During the same decade, the extraction of hard coal increased in England by 22%, in Germany by 52%, in the United States by 61%, in Russia by 131%. Oil production in Russia was 115 million poods in 1885, 631 million poods in 1900, and 656 million poods in 1904.

It is important to note that, on the advice of Witte and Mendeleev, Nicholas II, back in 1896, introduced significant restrictions on the export of crude oil - in order to develop the domestic oil refining industry.

But oil prices in 1892-1896. grew (from 20 dollars to about 40 per barrel - and these were still those dollars, many times more "weighty" than the current ones), and if the Sovereign did not think about the future of Russia and did not heed the advice of Witte and Mendeleev, Russia missed then there would be a historical chance to start a breakthrough in mechanical engineering and many other industries.

As a result of this decision, almost all the oil from Baku went for processing to the central regions of Russia, stimulating the development of engineering. That is why in Russia, already at the end of the 19th century, the first engineering developments of the great V. G. Shukhov (1853–1939) were needed: an oil pipeline (it was invented by him back in 1878). Even before 1917, he developed and applied in Russia pipeline systems, various types of equipment and technologies for the oil industry, cylindrical oil storage tanks, and river tankers. He also invented methods for deep processing (airlift and thermal cracking) of oil.

V. Rogozin and other Russian engineers, scientists and entrepreneurs also made a great contribution to the technology of the oil refining industry. Not everyone knows that the quality of Russian machine oils and other refined products in the 1900s was the best in the world, and even the world leader in the oil industry Standard Oil (Rockefeller's empire) wrote on the packaging and advertising of their machine oils "The quality of Russian oils"! One of the flagships of the Russian oil industry was the BraNobel company (brothers Ludwig and Robert Nobel). It was they who, by the beginning of the 20th century, completely ousted Standard Oil from the Russian market and began exporting Russian oil products (kerosene, oils, gasoline) to Europe. Not everyone knows that Alfred Nobel (who left for Sweden at the end of the 19th century and engaged in the production of dynamite there) later joined the Russian Branobel, and the Nobel Prize first appeared in this company (the first prize was awarded to three Russian oil engineers ), and that it was the income of BraNobel that became the basis of the famous bonus fund of Alfred Nobel himself. It is also important to note that at all enterprises of the Nobel brothers in Russia the level of concern for workers was very high: high wages, social protection, good housing, hospitals, and sports grounds.

And if tsarist Russia had exported all its crude oil, it would not have happened, and the Russian economic miracle of 1907-1914 would not have happened. (It will be discussed later). Of course, the main export item in tsarist Russia was grain and other agricultural products, but the decree of the Sovereign to restrict oil exports in 1896 turned out to be all the more important and correct. For comparison, over the past ten years (1999-2009) not a single oil refinery has been built in Russia: it is not economically profitable for oil companies to develop new technologies and build factories.
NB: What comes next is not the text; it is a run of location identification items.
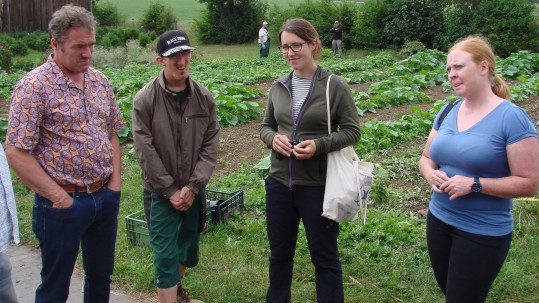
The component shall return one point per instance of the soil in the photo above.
(241, 144)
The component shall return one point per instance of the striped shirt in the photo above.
(300, 90)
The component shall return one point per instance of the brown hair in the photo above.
(303, 29)
(67, 17)
(481, 50)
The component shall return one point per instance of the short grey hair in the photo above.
(67, 17)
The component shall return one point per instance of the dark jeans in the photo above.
(284, 209)
(91, 222)
(465, 264)
(7, 291)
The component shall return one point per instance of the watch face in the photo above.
(476, 187)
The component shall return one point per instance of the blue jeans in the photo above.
(284, 209)
(91, 222)
(7, 292)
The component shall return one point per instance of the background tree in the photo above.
(230, 21)
(158, 18)
(411, 20)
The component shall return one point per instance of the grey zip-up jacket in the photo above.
(175, 142)
(311, 124)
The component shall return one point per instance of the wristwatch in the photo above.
(476, 186)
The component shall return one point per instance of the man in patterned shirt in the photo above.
(62, 142)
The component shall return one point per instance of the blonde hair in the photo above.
(303, 29)
(481, 50)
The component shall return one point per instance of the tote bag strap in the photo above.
(327, 104)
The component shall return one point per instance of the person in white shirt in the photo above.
(263, 40)
(9, 230)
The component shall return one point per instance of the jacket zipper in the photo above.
(296, 122)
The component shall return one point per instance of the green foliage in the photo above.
(37, 40)
(15, 43)
(408, 20)
(6, 58)
(459, 22)
(158, 18)
(144, 39)
(107, 14)
(367, 29)
(412, 47)
(322, 14)
(111, 39)
(230, 22)
(509, 24)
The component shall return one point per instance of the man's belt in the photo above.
(90, 188)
Well, in Russia at the beginning of the last century, the production of consumer goods also increased significantly.

Of course, the development of large-scale factory industry in the initial stages was accompanied in Russia (as in other European countries) by increased exploitation of workers - difficult working conditions, its excessive duration and insufficient pay, which naturally caused discontent and protests of the working masses. In 1884–1885 there were strikes and serious unrest among the factory workers of the Moscow and Vladimir provinces; in 1896 there was a big strike at textile factories in St. Petersburg.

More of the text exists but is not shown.